Trois chantiers pour aligner la formation sur le Web
Michel Diaz

féfaur / e-learning letter / trophées du digital learning
Un salarié, c’est souvent, pour ne pas dire toujours, un internaute… On imagine que les deux auront de plus en plus de mal à cohabiter, à comparer les services qu’ils obtiennent de leur entreprise et sur le Web, dans le champ de l’apprentissage en particulier !
Dédoublement de personnalité de rigueur ! En tant qu’internaute (mobinaute, etc.), je me goinfre tant et plus des produits et services que m’offre le Web. Une vraie corne d’abondance ! Des ressources en nombre infini, souvent de grande qualité, aux formats les plus variés… Freemium : les services de base sont gratuits, je peux aussi tester le niveau premium et m’abonner d’un clic s’il me convient. Ces services sont par ailleurs immédiatement accessibles, sur tous mes « devices » (ordinateur, tablette, smartphone).

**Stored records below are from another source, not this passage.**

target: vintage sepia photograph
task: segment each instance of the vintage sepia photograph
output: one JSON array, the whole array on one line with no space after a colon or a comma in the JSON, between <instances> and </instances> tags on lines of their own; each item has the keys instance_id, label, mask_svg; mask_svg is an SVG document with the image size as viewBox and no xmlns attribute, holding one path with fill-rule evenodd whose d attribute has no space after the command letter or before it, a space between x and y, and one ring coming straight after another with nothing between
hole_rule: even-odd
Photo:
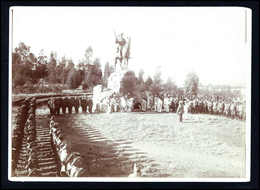
<instances>
[{"instance_id":1,"label":"vintage sepia photograph","mask_svg":"<svg viewBox=\"0 0 260 190\"><path fill-rule=\"evenodd\" d=\"M9 15L9 180L250 180L251 9Z\"/></svg>"}]
</instances>

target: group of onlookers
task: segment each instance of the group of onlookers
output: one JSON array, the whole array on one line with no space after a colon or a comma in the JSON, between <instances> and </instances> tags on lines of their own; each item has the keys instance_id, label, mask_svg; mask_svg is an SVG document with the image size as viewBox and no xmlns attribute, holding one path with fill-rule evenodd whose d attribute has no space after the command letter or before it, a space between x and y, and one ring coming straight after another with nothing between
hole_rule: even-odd
<instances>
[{"instance_id":1,"label":"group of onlookers","mask_svg":"<svg viewBox=\"0 0 260 190\"><path fill-rule=\"evenodd\" d=\"M195 98L187 100L188 113L223 115L232 119L246 119L246 102L234 98Z\"/></svg>"},{"instance_id":2,"label":"group of onlookers","mask_svg":"<svg viewBox=\"0 0 260 190\"><path fill-rule=\"evenodd\" d=\"M132 111L154 111L154 112L178 112L180 102L183 106L184 113L191 114L214 114L223 115L230 118L245 120L246 108L245 101L240 101L230 97L213 97L213 96L193 96L193 97L173 97L168 94L164 96L149 96L146 98L136 98L130 95L120 95L113 93L104 97L102 101L95 103L91 97L72 96L56 97L48 101L51 114L76 113L79 108L82 112L132 112Z\"/></svg>"},{"instance_id":3,"label":"group of onlookers","mask_svg":"<svg viewBox=\"0 0 260 190\"><path fill-rule=\"evenodd\" d=\"M232 119L245 120L246 102L230 97L172 97L154 98L156 112L178 112L180 103L183 104L184 113L223 115Z\"/></svg>"}]
</instances>

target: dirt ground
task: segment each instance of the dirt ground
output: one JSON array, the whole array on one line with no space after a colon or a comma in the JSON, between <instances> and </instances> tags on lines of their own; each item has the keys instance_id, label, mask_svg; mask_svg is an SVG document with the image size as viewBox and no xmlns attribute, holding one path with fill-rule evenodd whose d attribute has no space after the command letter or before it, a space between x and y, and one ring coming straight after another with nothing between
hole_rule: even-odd
<instances>
[{"instance_id":1,"label":"dirt ground","mask_svg":"<svg viewBox=\"0 0 260 190\"><path fill-rule=\"evenodd\" d=\"M144 177L245 176L243 121L186 115L180 124L174 113L74 113L55 120L91 177L128 176L133 163Z\"/></svg>"}]
</instances>

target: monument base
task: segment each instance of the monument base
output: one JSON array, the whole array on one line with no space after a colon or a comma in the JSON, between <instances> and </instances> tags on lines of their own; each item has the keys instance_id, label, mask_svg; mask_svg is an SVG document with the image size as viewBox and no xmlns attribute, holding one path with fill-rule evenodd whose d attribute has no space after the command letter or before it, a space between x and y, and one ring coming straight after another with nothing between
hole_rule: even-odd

Le Web me donne un sentiment d’importance : il semble s’adresser à moi individuellement, il me fait des suggestions qui sont autant de clins d’oeil : l’ « analytics » a fait son oeuvre ! Je peux m’en inquiéter, ou bien me rassurer (si je n’ai rien à cacher). Cette individualisation n’est pas cantonnée aux recherches : elle s’exprime aussi à travers la faculté de commenter, de « ranker » ou de « liker », de publier, de partager… Autant d’agir qui marque mon appartenance à de multiples communauté dont le « je » se trouve à l’intersection (je n’est plus un autre : il est tous les autres).

Digital Learning en entreprise ? Des produits, des services en petit nombre (la formation est malthusienne), de qualité médiocre, uniformes - le module e-learning ou rapid learning, plus ou moins scénarisé, aux médias plus ou moins riches. Quelques ressources pour une formation de masse, car la promesse d’individualisation n’est en pratique guère tenue. Accessibilité ? Le multi-devices en est à ses balbutiements, et la réglementation de la formation contraint les entreprises françaises à la plus grande prudence : on apprend au travail, pas à la maison (sauf les combattants des (par)cours du soir). Le Département Formation se rassure : il ne peut être plus royaliste que le roi, et doter les apprenants de dispositifs fondés sur des technologies qui sont après tout du ressort de la DSI. Certes, mais rien ne lui interdit de défendre son idée de la formation vis-à-vis des techniciens.

Salarié-Internaute : la grand écart, donc. Jusqu’à quand ? Le clash n’est peut-être pas si loin, si l’on en croit le phénomène du BYOD (Bring Your Own Device), les salariés, génération Y en-tête, faisant pression pour venir travailler avec leurs tablettes et autres smarphones, nettement plus sexy que les vieilles machines Windows qui les attend au bureau. Le risque existe aussi pour le Département Formation de voir les salariés-apprenants bouder le LMS, sauf pour les formations liées à une mise en conformité obligatoire… La formation « mère fouettarde » ? Ce n’est sans doute pas l’image que les responsables formation ont envie qu’on se fasse d’elle.

Alors, c’est fichu ? Au contraire ! Deux ou trois pistes. Celle, par exemple, de la « curation de contenu » (Wikipedia : une pratique qui consiste à sélectionner, éditer et partager les contenus les plus pertinents du Web pour une requête ou un sujet donné) : de quoi enrichir grandement les contenus internes de l’entreprise, une vraie valeur ajoutée pour les salariés, pas d’obstacle technique majeur. Autre piste : la mise en oeuvre progressive des apprentissages collaboratifs, dans le cadre d’un projet de formation spécifique, bien choisi, pour commencer, dont le cahier des charges intègrerait cette dimension. Quant à l’individualisation : et si l’entreprise se mettait enfin à exploiter les données recueillies sur son LMS depuis des années ?

3 chantiers utiles qui peuvent être inscrits à l’agenda 2014 des départements formation.